XML Sitemaps Generator

Author Topic: Problems with SEF links in cyrillic alphabet  (Read 9122 times)

capricorn

  • Registered Customer
  • Jr. Member
  • *
  • Posts: 12
Problems with SEF links in cyrillic alphabet
« on: September 02, 2012, 05:00:13 PM »
Hello!

I use standalone version of XML Sitemap Generator.

My site (Joomla) has a SEF component rewriting links into cyrillic alphabet.

I run the script on my local computer where I have got an Apache web-server installed. Because real site contains over 20 000 pages. I pointed the script to scan my real site in its configuration section. After that I uploaded the generated sitemap to my real site, after changing site URL in it of course.

Now I am facing two problems.

1) There was 1000 broken links, however they look OK and I can open the pages from the list of broken links just clicking on them. What should I do with them?

2) The site map contains links supposed to be in cyrillic looking as abracadabra, and of course they give 404 error when clicking on them.

I am not a big expert with that. Could you please advise where to look for or relevant reading. I will send you in pm my sitemap address so you can take a look.
Thanks.

XML-Sitemaps Support

  • Administrator
  • Hero Member
  • *****
  • Posts: 10624
Re: Problems with SEF links in cyrillic alphabet
« Reply #1 on: September 02, 2012, 10:28:09 PM »
Hello,

1. what is an example oforken link + referring page to it?

2. I'd need an example URL here as well. You might just try to enable UTF8 support setting in generator configuration though.
Oleg Ignatiuk
www.xml-sitemaps.com
Send me a Private Message

For maximum exposure and traffic for your web site check out our additional SEO Services.

capricorn

  • Registered Customer
  • Jr. Member
  • *
  • Posts: 12
Re: Problems with SEF links in cyrillic alphabet
« Reply #2 on: September 03, 2012, 08:15:03 AM »
Hello,

As for 1) you can see them at [external links are visible to admins only].

Regarding 2) I will follow your advice and report the results later. So far I can only say that when I run free on-line generator the SEF links in Russian in xml sitemap were OK. I suspect it may have also to do with settings of my local web-server.

BRG

capricorn

  • Registered Customer
  • Jr. Member
  • *
  • Posts: 12
Re: Problems with SEF links in cyrillic alphabet
« Reply #3 on: September 03, 2012, 01:00:15 PM »
I set UTF-8 and it's OK now. Also I set delay for crawling. Looks better - no 404 pages during a short test run.

Thanks for your advice!

I've got only two questions left at the moment.

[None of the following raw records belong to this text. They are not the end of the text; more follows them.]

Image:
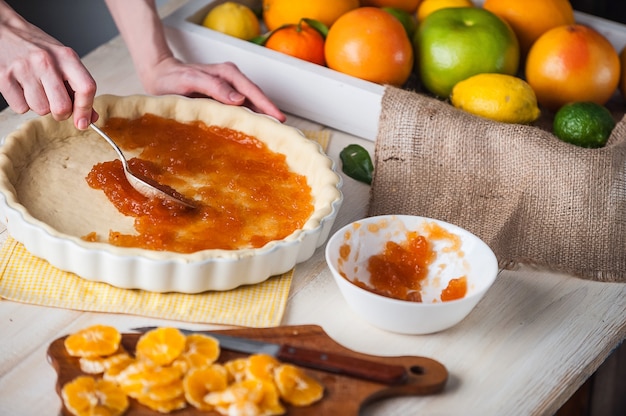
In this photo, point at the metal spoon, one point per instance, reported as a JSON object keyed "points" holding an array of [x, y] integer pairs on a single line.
{"points": [[143, 185]]}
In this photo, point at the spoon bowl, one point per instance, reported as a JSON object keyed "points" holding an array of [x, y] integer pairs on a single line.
{"points": [[145, 186]]}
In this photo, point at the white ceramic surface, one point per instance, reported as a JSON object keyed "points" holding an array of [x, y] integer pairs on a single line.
{"points": [[164, 271], [474, 259]]}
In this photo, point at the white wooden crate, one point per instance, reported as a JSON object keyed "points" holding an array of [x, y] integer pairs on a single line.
{"points": [[298, 87]]}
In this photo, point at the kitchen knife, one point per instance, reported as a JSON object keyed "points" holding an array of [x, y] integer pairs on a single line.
{"points": [[331, 362]]}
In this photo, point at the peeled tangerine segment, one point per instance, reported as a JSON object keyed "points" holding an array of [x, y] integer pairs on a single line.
{"points": [[261, 367], [201, 350], [86, 395], [161, 346], [296, 386], [258, 397], [199, 382], [94, 341]]}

1) If it still happens that some links will be reported as broken due to slow server response, but they are OK in fact, are they included nevertheless in the sitemap or I need something to do with them to have them included  in the sitemap?

2) Generator crowls "print" and "ask a question" pages in Virtuemart shop, however I've chosen Joomla exclusion preset in config section. These pages looks like:

/index.php?page=shop.ask&flypage=flypage.tpl&product_id=123522&category_id=51634&option=com_virtuemart&Itemid=44

/index2.php?option=com_virtuemart&page=shop.product_details&only_page=1&category_id=51634&product_id=123527&pop=1&tmpl=component&

What string do I need to add to "Exclude URLs" to prevent generator crowling these pages?

Thanks again!

XML-Sitemaps Support

  • Administrator
  • Hero Member
  • *****
  • Posts: 10624
Re: Problems with SEF links in cyrillic alphabet
« Reply #4 on: September 03, 2012, 03:52:26 PM »
1. In case if generator gets "not found" response, it won't include those pages in sitemap.
2. I'd recommend to add them in "Exclude URLs" setting with:
Code: [Select]
shop.ask
pop=1
Oleg Ignatiuk
www.xml-sitemaps.com
Send me a Private Message

For maximum exposure and traffic for your web site check out our additional SEO Services.

capricorn

  • Registered Customer
  • Jr. Member
  • *
  • Posts: 12
Re: Problems with SEF links in cyrillic alphabet
« Reply #5 on: September 03, 2012, 04:35:33 PM »
Thanks,

It works. However I had an impression, when I added "shop.feed" to exclusion list of URLs, for some reason it kept including in sitemap links containing "shop.feed". So I turned off these links on site for a scanning period.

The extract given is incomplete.